Vi Moradi is a Resistance spy captured by the First Order; she is secretly interrogated by a mysterious red-clad Stormtrooper known as The Cardinal. The Cardinal is obsessed with Phasma- he was the cream of the crop under General Brendol Hux, and Hux’s personal bodyguard, until General Hux brought Phasma into the First Order. Now The Cardinal is intent on ruining Phasma and he needs information extracted from Vi Moradi to do it. While under duress, Vi Moradi tells The Cardinal about Phasma’s tough upbringing on Parnassos (this part reminded me of Scheherazade in Arabian Nights- she draws out the story as long as she can to save her own neck).

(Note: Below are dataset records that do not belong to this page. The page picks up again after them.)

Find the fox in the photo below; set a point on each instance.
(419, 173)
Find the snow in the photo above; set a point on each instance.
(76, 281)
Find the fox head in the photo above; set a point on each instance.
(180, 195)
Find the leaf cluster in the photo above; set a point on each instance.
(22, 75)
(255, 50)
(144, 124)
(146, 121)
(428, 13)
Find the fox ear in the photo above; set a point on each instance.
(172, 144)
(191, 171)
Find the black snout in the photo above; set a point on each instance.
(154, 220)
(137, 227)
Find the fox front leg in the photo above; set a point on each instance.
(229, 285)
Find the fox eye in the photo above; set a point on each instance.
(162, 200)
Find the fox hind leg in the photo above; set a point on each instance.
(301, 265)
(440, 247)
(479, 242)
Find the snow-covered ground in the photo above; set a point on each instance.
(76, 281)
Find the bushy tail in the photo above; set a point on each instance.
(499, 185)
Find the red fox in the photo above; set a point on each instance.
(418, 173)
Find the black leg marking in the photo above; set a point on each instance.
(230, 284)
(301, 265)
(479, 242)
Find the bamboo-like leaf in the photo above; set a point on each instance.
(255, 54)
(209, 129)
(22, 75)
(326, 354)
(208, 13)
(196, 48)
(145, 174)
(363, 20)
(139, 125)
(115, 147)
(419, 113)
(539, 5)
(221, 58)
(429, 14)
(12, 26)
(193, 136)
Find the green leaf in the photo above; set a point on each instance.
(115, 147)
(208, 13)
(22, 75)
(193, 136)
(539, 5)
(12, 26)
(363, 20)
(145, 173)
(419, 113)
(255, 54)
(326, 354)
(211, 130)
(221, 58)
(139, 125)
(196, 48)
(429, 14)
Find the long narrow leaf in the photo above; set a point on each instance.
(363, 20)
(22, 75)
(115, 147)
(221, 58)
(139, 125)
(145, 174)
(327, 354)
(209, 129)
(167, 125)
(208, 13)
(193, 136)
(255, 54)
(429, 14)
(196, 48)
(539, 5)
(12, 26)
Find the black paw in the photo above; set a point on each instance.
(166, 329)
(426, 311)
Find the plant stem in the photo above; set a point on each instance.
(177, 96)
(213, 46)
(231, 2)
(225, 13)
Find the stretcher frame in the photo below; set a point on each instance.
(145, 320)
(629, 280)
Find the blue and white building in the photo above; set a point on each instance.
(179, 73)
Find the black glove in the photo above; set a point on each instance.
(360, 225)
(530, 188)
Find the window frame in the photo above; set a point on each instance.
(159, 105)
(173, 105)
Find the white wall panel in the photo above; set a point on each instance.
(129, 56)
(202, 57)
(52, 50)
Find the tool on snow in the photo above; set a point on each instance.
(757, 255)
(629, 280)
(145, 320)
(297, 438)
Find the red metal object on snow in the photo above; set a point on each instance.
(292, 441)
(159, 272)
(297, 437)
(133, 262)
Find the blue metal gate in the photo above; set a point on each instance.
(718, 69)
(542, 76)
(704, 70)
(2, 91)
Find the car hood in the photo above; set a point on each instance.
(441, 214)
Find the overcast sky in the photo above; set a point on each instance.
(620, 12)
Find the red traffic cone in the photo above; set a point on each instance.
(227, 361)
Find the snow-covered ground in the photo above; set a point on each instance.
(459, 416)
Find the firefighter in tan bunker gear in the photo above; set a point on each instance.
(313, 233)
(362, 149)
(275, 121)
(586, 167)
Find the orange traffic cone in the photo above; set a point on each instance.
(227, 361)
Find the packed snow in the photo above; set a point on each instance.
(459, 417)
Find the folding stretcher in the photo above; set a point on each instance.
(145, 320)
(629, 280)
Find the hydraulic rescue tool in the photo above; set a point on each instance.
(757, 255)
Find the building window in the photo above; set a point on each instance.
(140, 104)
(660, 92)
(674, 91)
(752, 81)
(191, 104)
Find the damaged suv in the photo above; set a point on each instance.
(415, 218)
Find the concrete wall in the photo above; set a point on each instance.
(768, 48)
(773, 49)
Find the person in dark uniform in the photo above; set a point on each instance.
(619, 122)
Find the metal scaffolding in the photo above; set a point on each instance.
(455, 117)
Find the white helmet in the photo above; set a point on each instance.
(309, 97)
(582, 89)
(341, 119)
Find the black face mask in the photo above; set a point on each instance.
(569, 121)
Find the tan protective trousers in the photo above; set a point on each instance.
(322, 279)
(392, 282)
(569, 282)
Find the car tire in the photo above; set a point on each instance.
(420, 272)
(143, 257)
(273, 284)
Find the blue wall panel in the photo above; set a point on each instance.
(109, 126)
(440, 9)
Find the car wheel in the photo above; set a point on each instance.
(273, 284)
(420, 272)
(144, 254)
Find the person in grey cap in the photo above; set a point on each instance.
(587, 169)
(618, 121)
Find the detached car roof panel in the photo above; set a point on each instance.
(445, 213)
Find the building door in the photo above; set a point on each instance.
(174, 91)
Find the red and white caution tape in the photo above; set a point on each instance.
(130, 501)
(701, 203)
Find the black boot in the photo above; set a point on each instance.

Phasma was the tallest and strongest warrior and a respected co-leader in a small, hardscrabble band of people on Parnassos, the Scyre. The Scyre lived on an inhospitable part of Parnassos and constantly fought for survival against geography, the elements, and other small groups of people desperate for what little resources were left. The Scyre were an egalitarian group with an uncertain future since miscarriages and childhood mortality were common misfortunes. One day, a starship crashes on Parnassos and Phasma and her warriors rescue Brendol Hux and his Stormtroopers. Phasma uses this opportunity to learn more about the First Order and to strike a deal with Hux to get her people off of Parnassos to ensure their survival. Unfortunately, the longer Phasma is around Brendol Hux, the more she starts to think only for herself and less about the Scyre’s survival.  Phasma uses this opportunity to shed herself of the Scyre with tragic results (for the Scyre). The Cardinal (and the reader) learns that Phasma’s heart is as cold as the chrome armor she wears.